Diderot tornò in patria nel 1774 e morì nel 1784, cinque anni prima che scoppiasse la Rivoluzione francese. Caterina sopravvisse fino al 1796 ed ebbe il tempo di seguire l’intero ciclo del terrore compresa la decapitazione di Luigi XVI (gennaio 1793) e di sua moglie Maria Antonietta (ottobre 1793). In quegli anni ebbe un ripensamento sull’intera produzione dei filosofi francesi. A Melchior Grimm — che di Diderot (ma anche di Rousseau) era stato uno stretto amico e collaboratore e che dirigeva il quindicinale «Correspondance Littéraire» — confidò quanto gli scritti degli illuministi le apparissero ora come qualcosa che era servita «soltanto a distruggere»: Di più: ad aprire la strada a «calamità senza fine» e a «innumerevoli individui abietti». A leggere le sue lettere del periodo della Rivoluzione francese, scrive Natalizi, «è netta l’impressione che Caterina stesse vivendo quella stagione con la consapevolezza di avvicinarsi sempre di più al baratro». Nemmeno le celebrazioni nel febbraio del 1794 per il cinquantesimo anniversario del suo arrivo in Russia «le procurarono un qualche sollievo». Nel guardarsi intorno «a fatica riusciva a scorgere tra gli astanti dieci persone che avevano potuto assistere all’avvenimento che veniva celebrato». Erano tutti anziani e tutto le appariva insopportabilmente vecchio. A cominciare da lei stessa.

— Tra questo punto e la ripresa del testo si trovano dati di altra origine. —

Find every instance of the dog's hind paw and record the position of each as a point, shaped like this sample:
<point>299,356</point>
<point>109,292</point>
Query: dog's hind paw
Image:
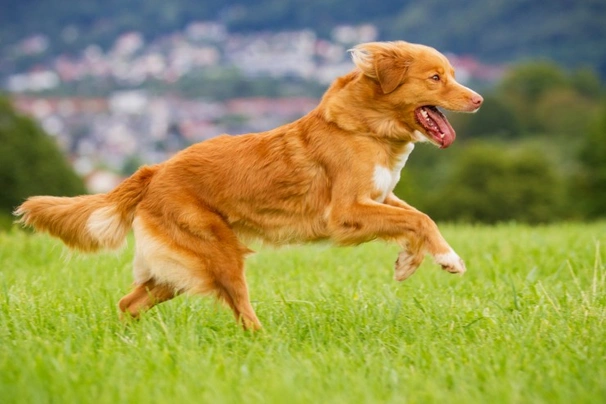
<point>406,265</point>
<point>451,262</point>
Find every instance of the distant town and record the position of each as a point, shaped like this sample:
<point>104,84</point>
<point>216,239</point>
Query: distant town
<point>107,136</point>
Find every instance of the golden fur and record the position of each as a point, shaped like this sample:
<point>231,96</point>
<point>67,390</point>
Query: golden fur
<point>327,176</point>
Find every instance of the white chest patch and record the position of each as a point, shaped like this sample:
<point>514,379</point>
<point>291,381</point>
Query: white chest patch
<point>385,179</point>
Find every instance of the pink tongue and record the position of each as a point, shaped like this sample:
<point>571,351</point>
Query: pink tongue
<point>444,125</point>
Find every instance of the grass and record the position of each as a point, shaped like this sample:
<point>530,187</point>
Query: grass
<point>525,324</point>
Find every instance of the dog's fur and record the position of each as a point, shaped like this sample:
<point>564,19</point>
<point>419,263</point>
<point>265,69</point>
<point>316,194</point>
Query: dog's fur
<point>327,176</point>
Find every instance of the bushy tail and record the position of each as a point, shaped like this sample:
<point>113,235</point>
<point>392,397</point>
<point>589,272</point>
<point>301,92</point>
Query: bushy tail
<point>89,222</point>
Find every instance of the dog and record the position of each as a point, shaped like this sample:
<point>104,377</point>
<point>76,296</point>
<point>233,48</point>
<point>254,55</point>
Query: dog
<point>329,176</point>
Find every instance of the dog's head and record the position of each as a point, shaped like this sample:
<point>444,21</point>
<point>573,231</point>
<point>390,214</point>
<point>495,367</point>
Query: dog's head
<point>408,83</point>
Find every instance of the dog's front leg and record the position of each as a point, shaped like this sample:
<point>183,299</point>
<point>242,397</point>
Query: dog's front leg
<point>408,261</point>
<point>413,230</point>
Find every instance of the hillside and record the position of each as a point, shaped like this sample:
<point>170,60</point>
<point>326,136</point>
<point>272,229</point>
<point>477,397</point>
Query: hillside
<point>569,32</point>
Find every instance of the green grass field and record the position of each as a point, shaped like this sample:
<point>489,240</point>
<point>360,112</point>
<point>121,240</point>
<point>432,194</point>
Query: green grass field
<point>526,324</point>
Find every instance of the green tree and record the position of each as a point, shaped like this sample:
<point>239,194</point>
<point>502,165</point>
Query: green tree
<point>524,86</point>
<point>591,184</point>
<point>30,162</point>
<point>491,184</point>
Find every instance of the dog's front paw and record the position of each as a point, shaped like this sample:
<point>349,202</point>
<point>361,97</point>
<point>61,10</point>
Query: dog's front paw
<point>406,265</point>
<point>451,262</point>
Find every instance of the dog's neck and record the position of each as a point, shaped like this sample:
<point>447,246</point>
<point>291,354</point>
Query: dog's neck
<point>344,104</point>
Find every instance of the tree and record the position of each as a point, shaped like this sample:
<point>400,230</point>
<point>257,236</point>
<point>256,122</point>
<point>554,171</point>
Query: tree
<point>491,184</point>
<point>591,184</point>
<point>30,162</point>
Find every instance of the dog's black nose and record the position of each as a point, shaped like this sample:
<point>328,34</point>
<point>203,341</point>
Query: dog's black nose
<point>477,100</point>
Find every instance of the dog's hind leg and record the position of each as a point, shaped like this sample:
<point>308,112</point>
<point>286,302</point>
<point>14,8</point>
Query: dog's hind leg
<point>144,296</point>
<point>232,290</point>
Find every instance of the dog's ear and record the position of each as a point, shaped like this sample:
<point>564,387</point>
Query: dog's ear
<point>386,62</point>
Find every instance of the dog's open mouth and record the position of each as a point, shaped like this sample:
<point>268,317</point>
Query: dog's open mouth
<point>437,128</point>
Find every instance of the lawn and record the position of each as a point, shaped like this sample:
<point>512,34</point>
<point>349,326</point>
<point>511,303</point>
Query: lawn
<point>527,323</point>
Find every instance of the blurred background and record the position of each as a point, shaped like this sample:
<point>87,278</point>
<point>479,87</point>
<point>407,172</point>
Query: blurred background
<point>90,90</point>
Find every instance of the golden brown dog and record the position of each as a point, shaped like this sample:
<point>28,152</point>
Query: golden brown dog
<point>327,176</point>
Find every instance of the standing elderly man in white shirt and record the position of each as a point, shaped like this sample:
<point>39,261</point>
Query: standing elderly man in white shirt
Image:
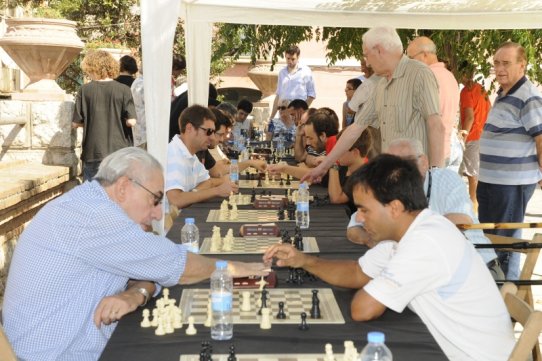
<point>295,81</point>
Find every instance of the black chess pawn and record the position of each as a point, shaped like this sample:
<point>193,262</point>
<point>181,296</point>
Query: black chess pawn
<point>303,326</point>
<point>281,315</point>
<point>315,309</point>
<point>264,301</point>
<point>291,276</point>
<point>232,356</point>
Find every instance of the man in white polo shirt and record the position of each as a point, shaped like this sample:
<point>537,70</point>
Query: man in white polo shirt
<point>187,180</point>
<point>422,261</point>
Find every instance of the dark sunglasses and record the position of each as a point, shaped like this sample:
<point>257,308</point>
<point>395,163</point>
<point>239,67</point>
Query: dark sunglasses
<point>208,131</point>
<point>157,197</point>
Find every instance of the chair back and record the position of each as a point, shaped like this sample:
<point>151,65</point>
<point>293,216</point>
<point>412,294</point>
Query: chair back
<point>531,321</point>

E gli ideali illuministi? Li aveva fatti propri il patriota ed eroe della Rivoluzione americana Tadeusz Kosciuszko che il 13 marzo 1794 si era posto alla testa della rivolta di Cracovia. Il 6 aprile Kosciuszko aveva raggiunto Varsavia dove il plenipotenziario russo era riuscito a fuggire mettendosi in salvo nel campo prussiano. Contemporaneamente tremila russi venivano catturati e fatti a pezzi dai rivoltosi mentre il virus rivoluzionario si diffondeva in Lituania. Il 20 aprile si riunì il Consiglio di Stato russo per condannare la «perfida e traditrice cospirazione» e organizzare un cordone sanitario contro «l’idra dei giacobini». Resta da domandarsi se, con vent’anni di meno e avendo ancora al fianco i collaboratori più energici e illuminati, Caterina avrebbe potuto dare una lettura diversa dello spirito dell’Ottantanove. È probabile di sì. Ma è certo che, dopo la partenza di Diderot e l’esaurimento del loro confronto, la sua Russia poteva essere solo uno Stato assolutista. Pur con tracce di illuminismo. Ma — negli ultimi anni alla fine del Settecento — in questa esperienza di «assolutismo illuminato» il sostantivo prevalse sull’aggettivo.